You may want to add this to the list of questions you haven’t posed today. From Topless Robot:
Remember back when people thought Vanilla Ice was the worst famous person who could possibly be associated with Teenage Mutant Ninja Turtles?
Nevertheless, here you are:
SPACE i09 notes something you may have missed, and which apparently missed us:
Last night, a giant asteroid was supposed to streak by the Earth, close enough for us to catch a glimpse as it zipped by. Except it never showed, and now astronomers say they have no idea just where the 900-foot asteroid has gone.
It got lost.
URBAN DESIGN The movement to tear down urban freeways has a new cause celebere: the viaduct that rips through Syracuse. Some people want it demolished. Some people who use it do not. Atlantic Cities:
The I-81 viaduct will reach the end of its functional life in 2017, and the New York State Department of Transportation has decided that it is not worth the cost of rehabilitation. One way or another, the viaduct is coming down. City leaders (snip) along with downtown developers and advocates for smart growth, would like to see I-81 rerouted around Syracuse and replaced with a landscaped boulevard. But suburban business-owners and many of the 45,000 drivers who use the highway to commute fear that any change could hurt the local economy. It's a debate that goes beyond the immediate question of how Syracuse workers will get to work — to what kind of city Syracuse will be in the 21st century.

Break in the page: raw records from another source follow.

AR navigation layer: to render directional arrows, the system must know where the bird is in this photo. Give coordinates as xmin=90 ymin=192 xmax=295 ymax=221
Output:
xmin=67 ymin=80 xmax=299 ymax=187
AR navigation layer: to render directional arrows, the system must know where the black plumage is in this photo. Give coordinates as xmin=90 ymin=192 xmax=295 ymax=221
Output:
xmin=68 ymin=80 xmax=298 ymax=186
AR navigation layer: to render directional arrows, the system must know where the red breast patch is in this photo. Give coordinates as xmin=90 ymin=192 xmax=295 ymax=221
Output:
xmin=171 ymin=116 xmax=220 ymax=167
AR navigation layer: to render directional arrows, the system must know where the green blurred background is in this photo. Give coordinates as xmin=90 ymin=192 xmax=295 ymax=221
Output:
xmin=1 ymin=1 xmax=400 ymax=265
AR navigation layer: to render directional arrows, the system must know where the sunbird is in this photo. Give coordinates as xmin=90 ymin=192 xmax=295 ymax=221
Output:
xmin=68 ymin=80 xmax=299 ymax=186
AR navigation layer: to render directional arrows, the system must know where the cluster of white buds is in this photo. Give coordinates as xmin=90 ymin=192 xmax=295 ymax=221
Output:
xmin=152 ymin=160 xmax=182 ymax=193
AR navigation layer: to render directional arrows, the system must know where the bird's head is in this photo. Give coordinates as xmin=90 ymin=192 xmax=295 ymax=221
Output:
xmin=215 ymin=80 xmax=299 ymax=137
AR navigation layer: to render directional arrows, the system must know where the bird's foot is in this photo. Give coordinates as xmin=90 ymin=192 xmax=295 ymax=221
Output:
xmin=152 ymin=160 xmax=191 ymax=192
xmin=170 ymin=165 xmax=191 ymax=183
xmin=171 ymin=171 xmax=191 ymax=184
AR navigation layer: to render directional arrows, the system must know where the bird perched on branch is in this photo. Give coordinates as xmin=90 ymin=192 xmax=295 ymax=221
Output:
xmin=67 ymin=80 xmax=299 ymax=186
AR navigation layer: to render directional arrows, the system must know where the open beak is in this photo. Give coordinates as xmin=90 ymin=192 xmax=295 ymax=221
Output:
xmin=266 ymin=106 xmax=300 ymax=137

If I had unlimited billions at my disposal I’d cover up the 35W trench and put in a long park with housing, repairing the gash that cleaved the neighborhoods. Just because the freeways made many things possible doesn’t mean it was an unalloyed good.
ARCHITORTURE Giz has a new list of beautiful buildings lost forever - and y “lost” I don’t mean “misplaced, but probably around here somewhere.” Lost as in deliberately demolished for reasons that seem appallingly short-sighted today. The Metropolitan, or the Guarantee Life, is on the list, as well as a municipal structure demolished for this:
This may be the perfect image of 60s & 70s municipal architecture: a pathetic little bench under a concrete shell.
27. Explain Scott Seekins to someone. The enigma that is Scott Seekins is such a fun thing to explain to out-of-towners, or any locals living under a rock. Who is Scott Seekins? Oh, just this man-about-town whose simple change from a black suit to a white suit marks the beginning of summer and brings joy to an entire city.
Funny - and true! - but I don’t think anyone on their deathbed will be scanning the list, hit #27, realize the ommision, and beg the nurse to lean close. “I need to tell you something. Listen closely.”